In Hollywood, as long as there have been movies, cigarettes have provided comfort for characters in tough, stressful situations.
That tradition has had anti-smoking activists up in arms in recent years, as cigarettes sometimes appear in movies marketed for teens. Now, the movie ratings board, the Motion Picture Association of America, has added smoking to the list of vices that could push a rating from PG-13 to R unless the cigarettes are deemed essential to the plot.
That's a big switch from the ratings system used for the classic, G-rated "Casablanca," where Humphrey Bogart smoked frequently late into the night.
More recently there were cigarettes in "Star Trek: First Contact," the comedy "My Best Friend's Wedding" and even in some animated films from "Ant Bully" to "101 Dalmatians" with its villainous Cruella De Vil.
That attitude has now changed among those who rate the movies. "For some time we have recognized that teen smoking is a major concern for parents," MPAA President Dan Glickman told ABC News. "We want to ensure that our ratings keep these concerns appropriately in mind."
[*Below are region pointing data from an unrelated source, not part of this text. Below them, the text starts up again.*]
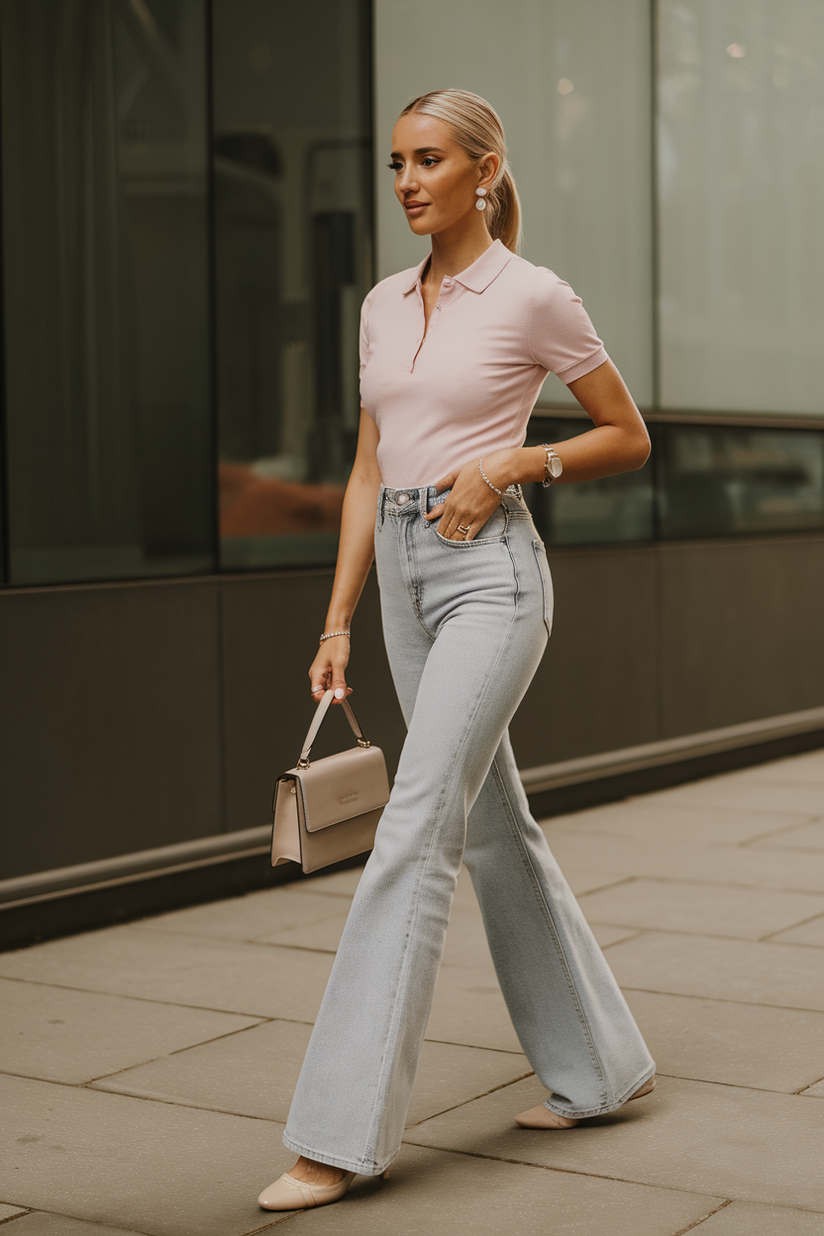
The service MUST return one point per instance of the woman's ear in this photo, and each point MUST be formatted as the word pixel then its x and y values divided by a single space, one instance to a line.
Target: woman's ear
pixel 488 168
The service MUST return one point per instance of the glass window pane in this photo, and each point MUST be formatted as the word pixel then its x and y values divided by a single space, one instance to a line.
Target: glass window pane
pixel 105 255
pixel 293 188
pixel 741 200
pixel 720 482
pixel 617 509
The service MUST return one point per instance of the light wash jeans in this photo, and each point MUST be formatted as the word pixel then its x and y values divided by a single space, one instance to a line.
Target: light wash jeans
pixel 466 626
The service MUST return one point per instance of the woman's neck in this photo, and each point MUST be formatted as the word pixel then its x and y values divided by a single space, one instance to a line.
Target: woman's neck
pixel 455 251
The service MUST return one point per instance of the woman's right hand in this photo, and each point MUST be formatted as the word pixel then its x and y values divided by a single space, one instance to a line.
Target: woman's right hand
pixel 329 669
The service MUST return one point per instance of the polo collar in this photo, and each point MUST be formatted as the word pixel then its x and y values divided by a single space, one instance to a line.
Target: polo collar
pixel 476 277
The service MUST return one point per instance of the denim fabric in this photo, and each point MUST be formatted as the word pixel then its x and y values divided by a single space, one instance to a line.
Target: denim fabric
pixel 466 624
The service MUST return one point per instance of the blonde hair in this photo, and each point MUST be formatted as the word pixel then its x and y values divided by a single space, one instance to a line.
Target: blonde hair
pixel 478 131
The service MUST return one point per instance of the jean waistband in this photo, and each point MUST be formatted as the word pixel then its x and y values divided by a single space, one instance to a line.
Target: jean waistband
pixel 399 502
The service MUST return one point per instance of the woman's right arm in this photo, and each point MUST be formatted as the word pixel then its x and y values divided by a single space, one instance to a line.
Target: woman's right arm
pixel 355 556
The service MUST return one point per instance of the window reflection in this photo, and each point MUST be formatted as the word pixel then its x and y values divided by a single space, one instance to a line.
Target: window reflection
pixel 613 511
pixel 106 291
pixel 724 481
pixel 293 263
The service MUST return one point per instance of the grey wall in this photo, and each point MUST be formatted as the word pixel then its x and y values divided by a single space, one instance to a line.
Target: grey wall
pixel 140 715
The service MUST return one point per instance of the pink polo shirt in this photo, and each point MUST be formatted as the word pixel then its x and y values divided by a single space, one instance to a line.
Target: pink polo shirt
pixel 468 386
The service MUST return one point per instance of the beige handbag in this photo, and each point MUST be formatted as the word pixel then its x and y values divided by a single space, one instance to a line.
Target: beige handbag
pixel 329 810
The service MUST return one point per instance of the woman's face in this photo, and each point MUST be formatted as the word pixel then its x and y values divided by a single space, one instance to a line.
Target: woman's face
pixel 435 178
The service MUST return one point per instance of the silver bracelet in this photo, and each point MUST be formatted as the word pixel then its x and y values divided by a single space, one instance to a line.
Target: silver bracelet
pixel 499 492
pixel 332 634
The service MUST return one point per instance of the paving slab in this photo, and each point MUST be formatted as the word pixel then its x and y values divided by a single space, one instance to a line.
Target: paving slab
pixel 146 1167
pixel 255 1074
pixel 735 1143
pixel 344 883
pixel 785 975
pixel 744 865
pixel 320 937
pixel 10 1211
pixel 744 790
pixel 685 825
pixel 255 916
pixel 751 1219
pixel 733 1043
pixel 809 836
pixel 796 768
pixel 466 942
pixel 38 1223
pixel 804 933
pixel 701 909
pixel 59 1035
pixel 253 979
pixel 430 1193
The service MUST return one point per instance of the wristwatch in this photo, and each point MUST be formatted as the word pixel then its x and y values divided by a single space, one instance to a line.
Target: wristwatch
pixel 554 467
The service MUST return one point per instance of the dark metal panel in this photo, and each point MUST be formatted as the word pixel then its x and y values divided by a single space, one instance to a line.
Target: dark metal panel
pixel 740 630
pixel 596 687
pixel 271 627
pixel 109 721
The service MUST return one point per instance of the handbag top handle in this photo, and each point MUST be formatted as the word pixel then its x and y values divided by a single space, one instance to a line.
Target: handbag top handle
pixel 320 712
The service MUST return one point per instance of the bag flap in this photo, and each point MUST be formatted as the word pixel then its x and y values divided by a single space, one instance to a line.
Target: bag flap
pixel 344 785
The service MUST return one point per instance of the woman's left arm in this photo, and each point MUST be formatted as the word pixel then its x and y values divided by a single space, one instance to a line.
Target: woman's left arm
pixel 619 443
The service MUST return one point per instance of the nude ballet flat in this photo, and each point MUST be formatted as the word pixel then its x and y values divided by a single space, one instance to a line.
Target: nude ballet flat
pixel 541 1116
pixel 290 1194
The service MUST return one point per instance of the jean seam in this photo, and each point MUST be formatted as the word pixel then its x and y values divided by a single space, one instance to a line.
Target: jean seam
pixel 531 875
pixel 410 575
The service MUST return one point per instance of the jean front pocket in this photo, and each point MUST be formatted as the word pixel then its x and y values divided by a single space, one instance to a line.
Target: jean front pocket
pixel 539 549
pixel 492 533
Those concerns relate directly to some movies that were marketed to kids and featured stars puffing away, like "X-Men," and "The Lost World: Jurassic Park." Both were rated PG-13.
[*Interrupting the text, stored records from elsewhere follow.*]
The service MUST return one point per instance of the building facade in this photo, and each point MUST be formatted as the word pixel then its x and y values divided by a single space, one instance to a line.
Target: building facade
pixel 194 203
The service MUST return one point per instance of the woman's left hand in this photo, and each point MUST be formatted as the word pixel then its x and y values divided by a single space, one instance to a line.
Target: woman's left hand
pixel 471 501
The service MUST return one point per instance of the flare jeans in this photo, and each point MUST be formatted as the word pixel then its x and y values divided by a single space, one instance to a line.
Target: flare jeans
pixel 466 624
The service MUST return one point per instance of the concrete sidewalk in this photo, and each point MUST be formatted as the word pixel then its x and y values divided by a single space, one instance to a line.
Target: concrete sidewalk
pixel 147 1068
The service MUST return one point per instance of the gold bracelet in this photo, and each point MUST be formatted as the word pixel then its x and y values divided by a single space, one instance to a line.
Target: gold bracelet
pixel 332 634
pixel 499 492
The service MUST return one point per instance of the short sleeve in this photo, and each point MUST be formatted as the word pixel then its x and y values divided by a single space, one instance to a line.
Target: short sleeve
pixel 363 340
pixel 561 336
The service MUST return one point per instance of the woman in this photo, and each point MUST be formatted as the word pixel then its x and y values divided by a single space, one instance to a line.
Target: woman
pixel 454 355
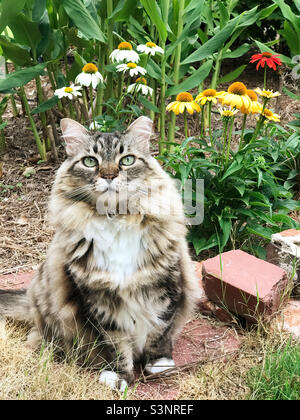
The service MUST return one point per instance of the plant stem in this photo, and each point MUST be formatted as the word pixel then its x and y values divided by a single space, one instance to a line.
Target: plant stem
pixel 14 106
pixel 265 77
pixel 172 122
pixel 209 122
pixel 229 141
pixel 260 122
pixel 40 145
pixel 84 99
pixel 202 122
pixel 110 44
pixel 224 138
pixel 92 105
pixel 165 11
pixel 243 131
pixel 185 124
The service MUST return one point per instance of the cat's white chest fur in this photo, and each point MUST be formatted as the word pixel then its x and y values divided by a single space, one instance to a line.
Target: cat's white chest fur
pixel 117 247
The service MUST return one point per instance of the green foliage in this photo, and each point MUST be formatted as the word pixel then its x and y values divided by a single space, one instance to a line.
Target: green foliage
pixel 278 378
pixel 252 194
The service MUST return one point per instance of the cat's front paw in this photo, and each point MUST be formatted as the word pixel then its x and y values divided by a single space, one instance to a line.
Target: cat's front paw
pixel 113 380
pixel 159 365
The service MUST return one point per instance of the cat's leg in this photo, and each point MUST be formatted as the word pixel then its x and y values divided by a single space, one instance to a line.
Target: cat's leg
pixel 158 353
pixel 118 371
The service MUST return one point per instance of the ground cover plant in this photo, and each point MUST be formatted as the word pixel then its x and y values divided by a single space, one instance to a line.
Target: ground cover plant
pixel 220 79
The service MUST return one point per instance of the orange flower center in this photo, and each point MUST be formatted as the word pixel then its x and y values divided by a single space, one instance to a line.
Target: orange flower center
pixel 141 80
pixel 184 97
pixel 209 92
pixel 252 95
pixel 238 88
pixel 124 46
pixel 268 113
pixel 267 55
pixel 150 44
pixel 90 68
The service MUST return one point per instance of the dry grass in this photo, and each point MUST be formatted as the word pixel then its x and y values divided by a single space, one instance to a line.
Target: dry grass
pixel 28 375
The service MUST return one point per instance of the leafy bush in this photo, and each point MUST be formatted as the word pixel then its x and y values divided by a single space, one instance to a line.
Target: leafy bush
pixel 250 195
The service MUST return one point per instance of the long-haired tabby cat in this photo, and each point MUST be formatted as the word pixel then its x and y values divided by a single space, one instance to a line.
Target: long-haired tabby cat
pixel 118 284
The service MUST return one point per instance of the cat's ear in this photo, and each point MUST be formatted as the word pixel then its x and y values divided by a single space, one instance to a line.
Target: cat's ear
pixel 141 131
pixel 75 135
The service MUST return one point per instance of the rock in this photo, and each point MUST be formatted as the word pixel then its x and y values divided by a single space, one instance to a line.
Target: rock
pixel 16 281
pixel 284 251
pixel 245 285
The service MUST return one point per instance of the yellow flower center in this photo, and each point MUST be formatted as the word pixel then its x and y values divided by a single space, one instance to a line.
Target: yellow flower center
pixel 141 80
pixel 267 54
pixel 90 68
pixel 209 92
pixel 238 88
pixel 268 113
pixel 184 97
pixel 252 95
pixel 124 46
pixel 151 44
pixel 227 113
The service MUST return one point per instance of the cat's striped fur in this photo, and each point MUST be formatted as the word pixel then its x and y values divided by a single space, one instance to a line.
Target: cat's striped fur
pixel 119 285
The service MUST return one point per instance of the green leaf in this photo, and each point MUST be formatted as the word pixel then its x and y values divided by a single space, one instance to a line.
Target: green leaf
pixel 218 41
pixel 234 167
pixel 153 11
pixel 147 104
pixel 291 94
pixel 26 32
pixel 15 52
pixel 45 106
pixel 194 80
pixel 261 231
pixel 21 77
pixel 9 12
pixel 265 48
pixel 232 75
pixel 83 20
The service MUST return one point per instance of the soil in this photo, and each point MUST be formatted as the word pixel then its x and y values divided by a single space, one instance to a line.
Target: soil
pixel 25 233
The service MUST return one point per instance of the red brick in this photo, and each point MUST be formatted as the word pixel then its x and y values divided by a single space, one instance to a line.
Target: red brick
pixel 244 284
pixel 16 280
pixel 289 319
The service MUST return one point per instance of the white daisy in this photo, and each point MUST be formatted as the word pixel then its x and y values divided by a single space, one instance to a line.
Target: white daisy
pixel 95 126
pixel 124 52
pixel 134 69
pixel 89 76
pixel 140 86
pixel 68 91
pixel 150 48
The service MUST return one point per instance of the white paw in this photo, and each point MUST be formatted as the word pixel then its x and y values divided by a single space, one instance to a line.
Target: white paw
pixel 113 380
pixel 160 365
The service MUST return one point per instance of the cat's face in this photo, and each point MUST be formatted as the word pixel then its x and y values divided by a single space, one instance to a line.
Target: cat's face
pixel 107 170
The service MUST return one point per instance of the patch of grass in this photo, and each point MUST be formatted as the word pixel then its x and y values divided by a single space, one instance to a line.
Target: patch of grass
pixel 278 378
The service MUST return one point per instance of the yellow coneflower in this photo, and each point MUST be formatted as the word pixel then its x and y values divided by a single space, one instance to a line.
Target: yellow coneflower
pixel 268 94
pixel 124 52
pixel 228 113
pixel 269 115
pixel 236 96
pixel 184 102
pixel 208 95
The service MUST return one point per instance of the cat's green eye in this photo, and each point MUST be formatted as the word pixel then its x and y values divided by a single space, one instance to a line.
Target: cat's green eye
pixel 127 160
pixel 90 162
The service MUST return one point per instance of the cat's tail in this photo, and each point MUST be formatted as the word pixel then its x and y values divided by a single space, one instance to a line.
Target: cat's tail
pixel 15 304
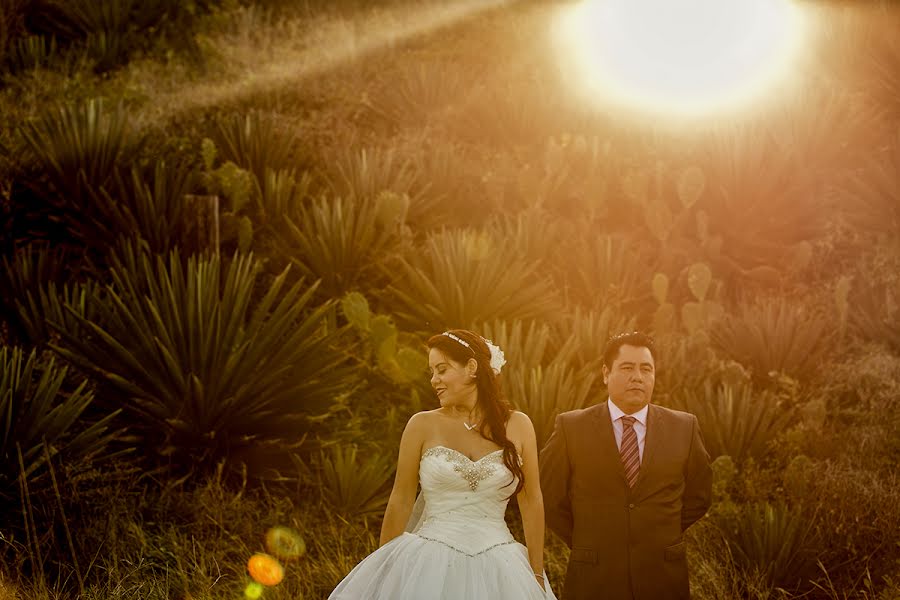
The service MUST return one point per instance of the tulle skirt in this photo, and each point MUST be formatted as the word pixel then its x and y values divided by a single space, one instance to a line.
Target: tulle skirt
pixel 411 567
"There's growing evidence that smoking in the movies is a major contributor to kids taking up smoking," said New York City Health Commissioner Thomas Frieden.
As part of the new ratings system, the MPAA has joined the coalition Hollywood Unfiltered, which includes the support of directors Rob Reiner, Taylor Hackford and Steven Soderbergh, to raise awareness within the industry about the consequences of depicting smoking on screen.
"Each of us has lost loved ones to smoking," Glickman said in a statement issued Thursday. "So many filmmakers already are bringing their unique creative visions to this challenge, whether it's the fact that you won't find smoking in 'The Devil Wears Prada' or Superman repeatedly blowing out Lois Lane's cigarette in 'Superman Returns.' The choice remains wholly with the creators."
Critics of the decision say it doesn't go far enough, and they would like all movies with smoking to warrant an R rating. They also request that the new ratings guidelines become retroactive.
But the MPAA rejected those points to give filmmakers the opportunity to argue that their characters need to smoke as part of a plot point, and that the use of a cigarette alone should not warrant a rating for older viewers.
The MPAA is also keeping past ratings in place. That means Molly Ringwald's character's need for a little nicotine courage before talking to her love interest, played by Michael Schoeffling, in "16 Candles" will always be rated PG.